Psychische Erkrankung oder rechtsextreme Einstellungen?
Hinweise auf eine psychische Erkrankung gab es bereits bei der Pressekonferenz am Abend des 3. März. Es gibt aber auch Hinweise darauf, dass Alexander S. rechtsextreme Ansichten haben könnte. Tatsächlich fanden die Ermittler laut SWR-Recherchen mehrere Zeugen und Hinweise darauf, dass sich S. für nationalsozialistische Musik interessierte. Auch S. ist wegen der Veröffentlichung eines Nazi-Slogans im Internet vorbestraft. Darum wird es auch im Verfahren gegen den Mann gehen, der zuletzt als Landschaftsgärtner arbeitete, in Ludwigshafen lebte, im Rhein-Neckar-Kreis aufwuchs und in den letzten Jahren in psychiatrischen Kliniken behandelt wurde.

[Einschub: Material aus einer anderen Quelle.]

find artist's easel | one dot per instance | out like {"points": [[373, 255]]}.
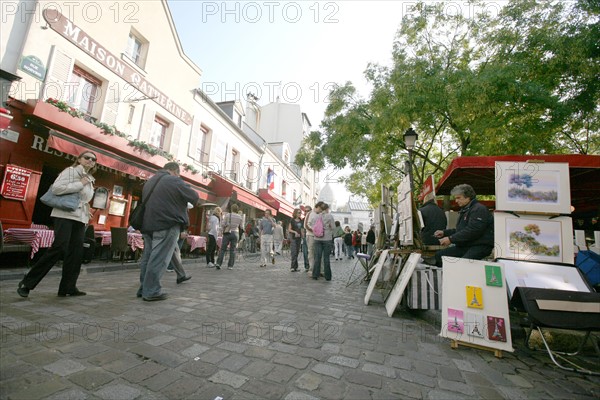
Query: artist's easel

Videoüberwachung: Auch relevant bei Messerangriffen auf Polizisten
Wie sich der Tattag abspielte, lässt sich auch dank der dichten Videoüberwachung in der Mannheimer Innenstadt nachvollziehen. Das wurde jüngst im Staatsschutzverfahren wegen der tödlichen Messerattacke des Islamisten Sulaiman A. auf dem Mannheimer Marktplatz deutlich. Im Sekundentakt geben Videobilder Aufschluss über die Lage in dieser Stadt. Sie werden dann in Prozessen sichtbar. Ebenso wie die Messerattacke in Mannheim hat die Schießerei noch immer Auswirkungen auf die Stadt. Fast zwei Wochen lang kümmerten sich Pfarrer in der Innenstadt um Menschen, die nach Antworten suchten. Als Notfallseelsorger war Ulrich Nellen im Einsatz. Er sagt, die Menschen müssten über ihre Ängste sprechen. Viele waren Zeugen des Verbrechens.
Wenn einem klar wird, dass man eine Katastrophe nur knapp verpasst hat, kommen diese Ängste wieder hoch.
Ulrich Nellen, Notfallpfarrer
In den Stunden und Tagen nach der Schießerei trugen zahlreiche Falschmeldungen zur Verunsicherung vieler Menschen bei. Nur wenige Stunden nach der Tat sprach der Leiter des Landeskriminalamts (LKA) Baden-Württemberg, Andreas Stenger, von der „Stunde der Multimedia-Forensik“.
Der tapfere Taxifahrer stellte sich dem Schützen in den Weg
Ein Taxifahrer, der dem Schützen mit seinem Fahrzeug den Weg versperrte, hätte möglicherweise Schlimmeres verhindern können. Laut Anklage habe Alexander S. daraufhin mit einer Schreckschusspistole einen Schuss in die Luft abgefeuert, um den Taxifahrer einzuschüchtern. S. flüchtete daraufhin.
Er schoss sich mit der Schreckschusspistole in den Mund, um sich das Leben zu nehmen. Was ihm nicht gelang. Die Beamten konnten ihn festnehmen. Der Taxifahrer tritt in dem Verfahren als Nebenklägerin auf, ebenso wie weitere Frauen, die bei der Schießerei teilweise schwer verletzt wurden. Mit einem Urteil wird kurz vor Weihnachten gerechnet.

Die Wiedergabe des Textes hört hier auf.